之前,我萌生了辟出一个小菜圃的想法之后,得到他的支持,不久就把它化为现实。他很喜欢这方小菜圃,总是自己动手打理。待蔬菜成熟,我会亲自下厨,在克丽泰的帮助下,把它们用醋腌渍起来。或者做成简单的菜肴,然后,和马塞勒斯一起,在阴凉舒适的架棚下享用。
此时,他正在菜圃里清除杂草,用碎蛋壳给泥土施肥。风带来泥土的清香,以及蔓菁、羽扇豆和墨角兰的清香。暖融融的阳光洒下来,鸟儿在枝头轻唱,天地之间如此清爽。谁也想不到,喧嚣的市中心,还有这样的清净乐土。
他对待植物,就像对待宠物一样温和、耐心。他拥有一种天赋,能欣赏生活中最简单的快乐:一畦芳香的菜蔬,一把成熟的橄榄,云朵,阳光,以及凉爽的微风。

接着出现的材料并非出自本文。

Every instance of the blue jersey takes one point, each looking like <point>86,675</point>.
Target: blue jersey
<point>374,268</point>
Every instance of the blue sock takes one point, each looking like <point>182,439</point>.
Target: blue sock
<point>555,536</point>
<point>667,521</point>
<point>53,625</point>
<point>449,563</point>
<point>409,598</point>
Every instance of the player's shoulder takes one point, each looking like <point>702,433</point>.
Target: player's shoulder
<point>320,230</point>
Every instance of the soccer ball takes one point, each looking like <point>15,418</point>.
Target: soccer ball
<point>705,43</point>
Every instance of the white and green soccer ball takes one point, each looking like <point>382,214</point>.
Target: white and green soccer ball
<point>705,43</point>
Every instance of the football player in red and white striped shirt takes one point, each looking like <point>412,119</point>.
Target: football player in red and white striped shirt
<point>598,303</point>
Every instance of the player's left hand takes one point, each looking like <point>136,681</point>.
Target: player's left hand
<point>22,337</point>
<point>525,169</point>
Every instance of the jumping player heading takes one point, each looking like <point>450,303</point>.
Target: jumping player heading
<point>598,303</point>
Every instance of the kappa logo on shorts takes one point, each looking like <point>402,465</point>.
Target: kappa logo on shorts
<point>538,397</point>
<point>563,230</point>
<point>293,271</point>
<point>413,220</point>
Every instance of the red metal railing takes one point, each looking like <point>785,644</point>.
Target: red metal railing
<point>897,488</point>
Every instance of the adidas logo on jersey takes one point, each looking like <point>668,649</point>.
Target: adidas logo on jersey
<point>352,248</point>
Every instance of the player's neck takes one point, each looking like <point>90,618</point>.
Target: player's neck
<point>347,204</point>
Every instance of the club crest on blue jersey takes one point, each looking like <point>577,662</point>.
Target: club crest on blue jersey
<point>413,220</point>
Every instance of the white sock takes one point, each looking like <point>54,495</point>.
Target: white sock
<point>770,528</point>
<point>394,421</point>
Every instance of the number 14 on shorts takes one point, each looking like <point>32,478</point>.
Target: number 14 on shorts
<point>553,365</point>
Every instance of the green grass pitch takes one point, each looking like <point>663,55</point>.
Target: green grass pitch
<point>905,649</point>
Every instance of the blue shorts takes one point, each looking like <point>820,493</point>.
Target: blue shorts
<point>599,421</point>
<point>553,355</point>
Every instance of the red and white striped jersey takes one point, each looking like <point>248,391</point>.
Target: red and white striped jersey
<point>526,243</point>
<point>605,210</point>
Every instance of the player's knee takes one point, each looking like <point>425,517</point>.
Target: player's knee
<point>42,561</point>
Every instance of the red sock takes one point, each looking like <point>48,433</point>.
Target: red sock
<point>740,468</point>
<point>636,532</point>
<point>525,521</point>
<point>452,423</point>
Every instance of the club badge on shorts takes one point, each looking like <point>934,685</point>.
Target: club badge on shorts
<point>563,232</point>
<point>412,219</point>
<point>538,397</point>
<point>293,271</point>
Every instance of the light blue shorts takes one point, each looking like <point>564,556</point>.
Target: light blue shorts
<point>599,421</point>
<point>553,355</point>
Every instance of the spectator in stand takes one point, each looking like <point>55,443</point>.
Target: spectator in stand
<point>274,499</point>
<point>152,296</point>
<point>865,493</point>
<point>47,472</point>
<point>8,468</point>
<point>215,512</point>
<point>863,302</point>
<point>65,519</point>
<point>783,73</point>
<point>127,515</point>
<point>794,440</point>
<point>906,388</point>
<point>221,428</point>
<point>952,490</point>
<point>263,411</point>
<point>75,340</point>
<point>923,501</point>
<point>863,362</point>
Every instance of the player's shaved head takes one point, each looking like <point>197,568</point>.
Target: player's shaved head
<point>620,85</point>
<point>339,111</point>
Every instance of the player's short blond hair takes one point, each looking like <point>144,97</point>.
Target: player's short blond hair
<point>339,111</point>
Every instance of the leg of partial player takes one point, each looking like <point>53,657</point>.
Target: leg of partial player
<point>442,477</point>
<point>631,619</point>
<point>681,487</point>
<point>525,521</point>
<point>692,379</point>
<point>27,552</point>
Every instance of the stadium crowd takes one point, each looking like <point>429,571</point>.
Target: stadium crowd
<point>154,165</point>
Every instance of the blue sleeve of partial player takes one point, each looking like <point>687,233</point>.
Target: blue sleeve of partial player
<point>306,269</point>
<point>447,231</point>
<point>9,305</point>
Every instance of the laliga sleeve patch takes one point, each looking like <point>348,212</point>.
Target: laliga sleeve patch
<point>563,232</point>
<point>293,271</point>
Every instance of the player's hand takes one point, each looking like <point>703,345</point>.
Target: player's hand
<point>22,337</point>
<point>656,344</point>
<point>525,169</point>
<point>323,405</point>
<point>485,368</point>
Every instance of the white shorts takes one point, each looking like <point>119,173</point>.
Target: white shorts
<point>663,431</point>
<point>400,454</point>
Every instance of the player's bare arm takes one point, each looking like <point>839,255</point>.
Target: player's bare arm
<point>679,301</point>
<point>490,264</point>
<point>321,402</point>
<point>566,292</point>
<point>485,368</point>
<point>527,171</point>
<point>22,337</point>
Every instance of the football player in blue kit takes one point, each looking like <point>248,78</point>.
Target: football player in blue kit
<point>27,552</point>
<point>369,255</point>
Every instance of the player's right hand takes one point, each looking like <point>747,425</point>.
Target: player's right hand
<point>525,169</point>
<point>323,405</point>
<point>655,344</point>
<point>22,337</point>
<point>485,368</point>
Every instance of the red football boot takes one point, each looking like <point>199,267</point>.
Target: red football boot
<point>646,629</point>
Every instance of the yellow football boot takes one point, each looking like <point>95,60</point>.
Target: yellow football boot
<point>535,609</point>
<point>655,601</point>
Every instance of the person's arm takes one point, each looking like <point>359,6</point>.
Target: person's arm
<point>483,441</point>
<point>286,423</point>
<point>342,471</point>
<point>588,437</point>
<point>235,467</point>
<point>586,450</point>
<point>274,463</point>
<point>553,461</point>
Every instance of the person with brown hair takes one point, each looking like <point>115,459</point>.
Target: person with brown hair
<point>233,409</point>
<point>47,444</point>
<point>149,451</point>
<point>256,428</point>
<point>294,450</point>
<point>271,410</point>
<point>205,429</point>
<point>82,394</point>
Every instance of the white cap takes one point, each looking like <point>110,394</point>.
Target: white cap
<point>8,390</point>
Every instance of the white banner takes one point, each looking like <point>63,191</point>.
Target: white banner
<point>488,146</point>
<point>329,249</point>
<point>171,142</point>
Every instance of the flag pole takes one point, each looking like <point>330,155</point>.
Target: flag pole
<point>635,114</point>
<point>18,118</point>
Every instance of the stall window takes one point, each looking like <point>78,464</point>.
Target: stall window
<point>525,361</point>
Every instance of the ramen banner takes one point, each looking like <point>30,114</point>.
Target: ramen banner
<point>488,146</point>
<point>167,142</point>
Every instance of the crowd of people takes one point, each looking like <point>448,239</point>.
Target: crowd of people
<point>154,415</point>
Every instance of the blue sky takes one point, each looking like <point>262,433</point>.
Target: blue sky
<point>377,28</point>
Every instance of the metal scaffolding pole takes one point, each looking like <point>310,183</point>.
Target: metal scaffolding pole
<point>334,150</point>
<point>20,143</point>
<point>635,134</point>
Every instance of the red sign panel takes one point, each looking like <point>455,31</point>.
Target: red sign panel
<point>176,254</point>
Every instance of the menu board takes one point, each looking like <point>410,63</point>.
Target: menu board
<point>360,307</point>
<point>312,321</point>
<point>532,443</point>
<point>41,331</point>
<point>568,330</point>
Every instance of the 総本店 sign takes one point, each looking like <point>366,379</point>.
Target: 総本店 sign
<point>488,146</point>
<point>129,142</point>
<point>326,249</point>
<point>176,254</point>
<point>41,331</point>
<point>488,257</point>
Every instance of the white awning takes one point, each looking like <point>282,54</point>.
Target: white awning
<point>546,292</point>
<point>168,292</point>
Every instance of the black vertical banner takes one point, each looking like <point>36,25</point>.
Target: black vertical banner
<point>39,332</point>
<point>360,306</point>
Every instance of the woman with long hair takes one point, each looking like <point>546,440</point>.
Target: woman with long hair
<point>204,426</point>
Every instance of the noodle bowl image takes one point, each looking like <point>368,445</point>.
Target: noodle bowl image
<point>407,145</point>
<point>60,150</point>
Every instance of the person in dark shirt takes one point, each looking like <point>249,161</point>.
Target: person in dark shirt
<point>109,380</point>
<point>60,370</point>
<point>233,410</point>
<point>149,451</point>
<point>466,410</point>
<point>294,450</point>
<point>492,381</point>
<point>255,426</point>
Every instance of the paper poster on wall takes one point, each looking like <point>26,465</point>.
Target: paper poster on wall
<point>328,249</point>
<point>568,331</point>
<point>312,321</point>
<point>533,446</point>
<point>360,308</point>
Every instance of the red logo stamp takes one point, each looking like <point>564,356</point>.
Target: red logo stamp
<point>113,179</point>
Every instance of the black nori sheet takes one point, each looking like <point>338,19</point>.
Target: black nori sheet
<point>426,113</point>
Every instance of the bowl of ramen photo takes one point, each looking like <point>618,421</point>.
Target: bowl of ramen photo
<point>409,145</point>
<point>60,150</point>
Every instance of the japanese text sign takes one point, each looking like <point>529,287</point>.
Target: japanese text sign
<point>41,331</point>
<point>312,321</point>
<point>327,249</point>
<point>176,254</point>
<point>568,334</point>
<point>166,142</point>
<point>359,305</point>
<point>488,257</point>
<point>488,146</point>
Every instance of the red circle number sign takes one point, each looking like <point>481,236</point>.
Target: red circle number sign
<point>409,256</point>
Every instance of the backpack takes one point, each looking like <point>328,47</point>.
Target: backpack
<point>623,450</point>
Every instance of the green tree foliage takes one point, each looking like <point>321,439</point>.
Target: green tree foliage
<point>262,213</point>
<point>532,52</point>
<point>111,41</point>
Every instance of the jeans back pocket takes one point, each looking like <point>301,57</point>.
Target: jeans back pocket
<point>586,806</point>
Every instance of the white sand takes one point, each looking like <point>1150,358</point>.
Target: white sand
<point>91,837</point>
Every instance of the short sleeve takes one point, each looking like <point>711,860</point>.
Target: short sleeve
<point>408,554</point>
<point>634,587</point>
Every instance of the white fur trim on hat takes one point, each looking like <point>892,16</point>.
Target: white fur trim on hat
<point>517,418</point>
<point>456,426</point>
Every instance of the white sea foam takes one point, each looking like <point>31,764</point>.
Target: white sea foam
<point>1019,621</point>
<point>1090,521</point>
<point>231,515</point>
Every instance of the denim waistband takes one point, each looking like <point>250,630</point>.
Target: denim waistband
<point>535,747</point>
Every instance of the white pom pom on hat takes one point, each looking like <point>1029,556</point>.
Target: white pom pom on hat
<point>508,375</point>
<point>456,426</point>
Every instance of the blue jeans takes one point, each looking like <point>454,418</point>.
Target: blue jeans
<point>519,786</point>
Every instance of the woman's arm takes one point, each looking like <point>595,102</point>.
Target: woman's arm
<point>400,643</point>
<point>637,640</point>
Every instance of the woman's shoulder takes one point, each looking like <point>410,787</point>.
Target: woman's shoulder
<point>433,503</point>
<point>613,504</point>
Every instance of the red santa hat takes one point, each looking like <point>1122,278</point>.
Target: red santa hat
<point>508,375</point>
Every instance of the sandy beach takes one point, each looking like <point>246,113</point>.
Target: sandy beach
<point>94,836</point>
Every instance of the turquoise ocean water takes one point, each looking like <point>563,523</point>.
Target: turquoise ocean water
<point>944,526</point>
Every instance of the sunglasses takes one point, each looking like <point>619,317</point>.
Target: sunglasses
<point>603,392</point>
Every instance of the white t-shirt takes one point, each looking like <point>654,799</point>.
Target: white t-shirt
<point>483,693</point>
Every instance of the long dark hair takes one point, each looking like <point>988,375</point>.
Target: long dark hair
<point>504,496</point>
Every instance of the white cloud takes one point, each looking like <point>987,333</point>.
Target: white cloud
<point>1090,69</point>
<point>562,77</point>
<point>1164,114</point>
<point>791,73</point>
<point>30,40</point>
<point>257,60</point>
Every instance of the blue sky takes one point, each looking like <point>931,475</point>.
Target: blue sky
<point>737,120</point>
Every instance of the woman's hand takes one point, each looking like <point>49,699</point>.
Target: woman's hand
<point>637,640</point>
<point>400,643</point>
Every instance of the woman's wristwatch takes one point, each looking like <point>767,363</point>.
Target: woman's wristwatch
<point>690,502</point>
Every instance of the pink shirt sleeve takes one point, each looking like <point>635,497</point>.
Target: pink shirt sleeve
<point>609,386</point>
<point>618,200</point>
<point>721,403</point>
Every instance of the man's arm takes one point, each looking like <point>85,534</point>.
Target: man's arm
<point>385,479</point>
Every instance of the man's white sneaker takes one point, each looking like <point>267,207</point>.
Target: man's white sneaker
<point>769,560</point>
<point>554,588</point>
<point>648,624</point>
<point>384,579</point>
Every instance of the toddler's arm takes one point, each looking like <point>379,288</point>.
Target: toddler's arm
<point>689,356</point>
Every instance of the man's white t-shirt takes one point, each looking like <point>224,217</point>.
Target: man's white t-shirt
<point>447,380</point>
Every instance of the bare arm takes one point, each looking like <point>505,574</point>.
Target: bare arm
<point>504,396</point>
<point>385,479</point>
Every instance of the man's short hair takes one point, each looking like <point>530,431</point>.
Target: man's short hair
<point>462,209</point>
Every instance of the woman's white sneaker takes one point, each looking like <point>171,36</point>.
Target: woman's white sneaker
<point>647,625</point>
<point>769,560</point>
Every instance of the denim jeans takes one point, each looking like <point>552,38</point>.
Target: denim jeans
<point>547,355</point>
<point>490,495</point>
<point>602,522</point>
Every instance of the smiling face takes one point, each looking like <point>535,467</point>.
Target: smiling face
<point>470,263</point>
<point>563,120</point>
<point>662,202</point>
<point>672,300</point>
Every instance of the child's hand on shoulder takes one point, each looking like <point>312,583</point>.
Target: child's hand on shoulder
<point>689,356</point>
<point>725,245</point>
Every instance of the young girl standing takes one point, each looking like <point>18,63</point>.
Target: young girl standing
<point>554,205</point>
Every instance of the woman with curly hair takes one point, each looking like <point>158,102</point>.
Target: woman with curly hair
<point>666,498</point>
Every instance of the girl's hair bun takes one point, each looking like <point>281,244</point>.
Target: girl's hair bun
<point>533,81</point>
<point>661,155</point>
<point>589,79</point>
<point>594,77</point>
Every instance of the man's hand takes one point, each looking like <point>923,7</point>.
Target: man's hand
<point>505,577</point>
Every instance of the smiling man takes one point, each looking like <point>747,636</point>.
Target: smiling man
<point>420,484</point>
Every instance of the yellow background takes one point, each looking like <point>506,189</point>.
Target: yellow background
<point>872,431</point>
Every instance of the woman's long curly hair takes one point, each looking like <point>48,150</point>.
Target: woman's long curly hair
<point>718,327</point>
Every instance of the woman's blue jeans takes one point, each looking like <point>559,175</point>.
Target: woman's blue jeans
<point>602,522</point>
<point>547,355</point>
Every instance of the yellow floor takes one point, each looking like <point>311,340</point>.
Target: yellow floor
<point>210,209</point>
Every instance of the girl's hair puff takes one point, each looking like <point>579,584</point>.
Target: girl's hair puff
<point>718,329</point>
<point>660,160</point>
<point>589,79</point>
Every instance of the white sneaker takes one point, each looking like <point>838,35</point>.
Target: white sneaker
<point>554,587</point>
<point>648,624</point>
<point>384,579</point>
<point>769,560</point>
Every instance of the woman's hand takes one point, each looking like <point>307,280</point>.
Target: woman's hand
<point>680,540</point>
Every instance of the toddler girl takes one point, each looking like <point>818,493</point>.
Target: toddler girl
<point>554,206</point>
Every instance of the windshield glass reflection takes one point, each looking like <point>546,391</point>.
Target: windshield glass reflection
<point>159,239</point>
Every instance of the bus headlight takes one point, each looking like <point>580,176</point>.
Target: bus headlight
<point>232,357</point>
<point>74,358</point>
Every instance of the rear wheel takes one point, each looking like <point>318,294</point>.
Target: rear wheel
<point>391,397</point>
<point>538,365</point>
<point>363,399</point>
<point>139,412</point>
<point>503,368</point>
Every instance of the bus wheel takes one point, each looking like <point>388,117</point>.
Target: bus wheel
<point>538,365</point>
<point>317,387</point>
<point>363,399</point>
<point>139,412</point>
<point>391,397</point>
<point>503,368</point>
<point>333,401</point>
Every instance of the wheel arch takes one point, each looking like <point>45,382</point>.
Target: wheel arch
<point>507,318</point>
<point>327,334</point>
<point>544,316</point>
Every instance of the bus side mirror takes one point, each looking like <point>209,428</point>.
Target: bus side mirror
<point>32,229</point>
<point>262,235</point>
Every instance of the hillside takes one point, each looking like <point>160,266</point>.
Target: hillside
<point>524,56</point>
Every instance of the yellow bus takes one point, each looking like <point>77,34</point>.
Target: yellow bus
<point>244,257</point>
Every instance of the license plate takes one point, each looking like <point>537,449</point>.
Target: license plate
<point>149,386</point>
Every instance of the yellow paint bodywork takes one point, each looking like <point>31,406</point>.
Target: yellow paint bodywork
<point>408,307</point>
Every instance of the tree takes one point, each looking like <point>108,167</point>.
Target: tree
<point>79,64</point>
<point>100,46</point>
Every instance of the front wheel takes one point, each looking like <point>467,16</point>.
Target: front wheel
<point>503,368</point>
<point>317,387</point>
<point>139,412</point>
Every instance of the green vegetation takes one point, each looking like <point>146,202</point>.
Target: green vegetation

“成为你种的蔬菜,一定很幸福。”走上前,把手放在他的肩上,我微笑,“除了最后会被吃掉。”
他回过头,也笑了:“如果你是蔬菜,谁舍得吃掉?”
他像有某种魔力。只要看见他,一切都变得更加惬意。阳光更明亮,饮料味道更好,扶手椅更松软。这让我更不能失去他,失去这样的快乐。
大白熊犬跑了过来,贴在我腿边,用鼻子轻轻蹭着我,摇着尾巴,格外热情地讨好我。
我摸摸它颈上的皮毛:“甘迪多,你真是越来越可爱了。”
他微笑:“希望你知道薄荷的遭遇之后,还能这么想。”
“你是说——”我的心底升起不好的预感,立刻向种植薄荷的地方看去,那里只有泥土,“它弄坏了我前天才种的薄荷?”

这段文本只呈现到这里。